Germany’s apprenticeship program is one answer to a growing problem. Even as the world financial system stabilizes, unemployment among young people is soaring. In Spain, some 39% of under-25-year-olds are jobless, up from 26% a year ago. Ten other European Union countries including France, Belgium, and Hungary have youth unemployment rates above 20%. In the U.S., the unemployment rate for 16- to 24-year-olds has climbed to over 18%, up from 13% a year ago.
The danger is that a generation of young people may be economically scarred for years. Studies suggest that an extended period of youthful joblessness can significantly depress lifetime income as people get stuck in low-end jobs, or come to be seen by employers as damaged goods. “The longer they are out of work, the harder it becomes.

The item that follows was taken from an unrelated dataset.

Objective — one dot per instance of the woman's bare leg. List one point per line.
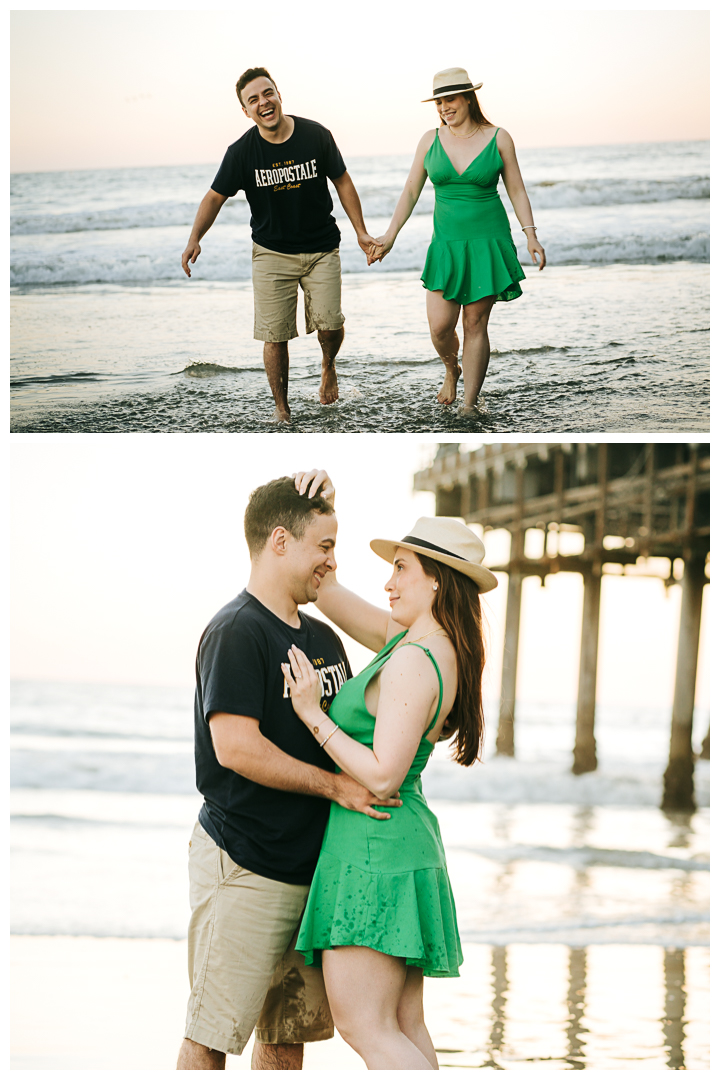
(443, 319)
(411, 1017)
(475, 349)
(365, 989)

In Germany, by contrast, under-25 joblessness was 8.2% in September, just a tick above the overall German rate of 8%. Austria, Denmark, and Switzerland also have well-established apprenticeship programs and below-average youth unemployment. Rather than being left to flounder after high school, young workers are plugged right into the labor market.
German companies are happy with the system, too. Apprenticeships give employers several years to train workers in company-specific skills and assess the abilities of an Azubi—short for Auszubildener (“trainee”). Says Günther Hohlweg, who oversees the 10,000 young people learning trades at Munich-based electronics and engineering giant Siemens: “When they’re done, they can start on a higher level.”
The system is even good for the national budget, because companies bear much of the cost of secondary-school education. German authorities accredit some 350 kinds of apprenticeship, ranging from baker to hair stylist and bank clerk to video editor. Even university students may be apprentices, splitting their time between studying and practical experience in fields such as biotech or aerospace.
Lately, though, the system has come under stress through factors related to both the current downturn and long-term changes in the global labor market. The number of apprenticeships slumped more than 10% between 2000 and 2005, recovering only after the government threatened to compel companies to take more trainees. German officials expect the number to dip again this year because of the financial crisis. Although apprentices in lower-skilled trades can serve as cheap labor, they are often an expense to their employers in the short term. Siemens (SI) spends about $220 million a year training Azubis, some of whom earn as much as $1,500 a month. The company estimates that the productive work done by the trainees equals only about one-third their cost. Siemens, which offers almost all its apprentices full-time jobs, recoups the investment only later.
The biggest problem is a shortage of work for teens who complete only basic schooling, which may end after the ninth grade. Germany’s highly automated factories offer far fewer low-skilled jobs than they used to. As a result, more than half the graduates of basic schooling wind up in government-supported training programs.
At the same time, some industries take on too many apprentices. Hair salons, for example, can profit from the cheap labor that trainees provide. So they tend to train more hairdressers than the market can absorb. Once young people have invested years learning a trade, it’s tough to start over. Germany is much less successful retraining older workers than training young ones.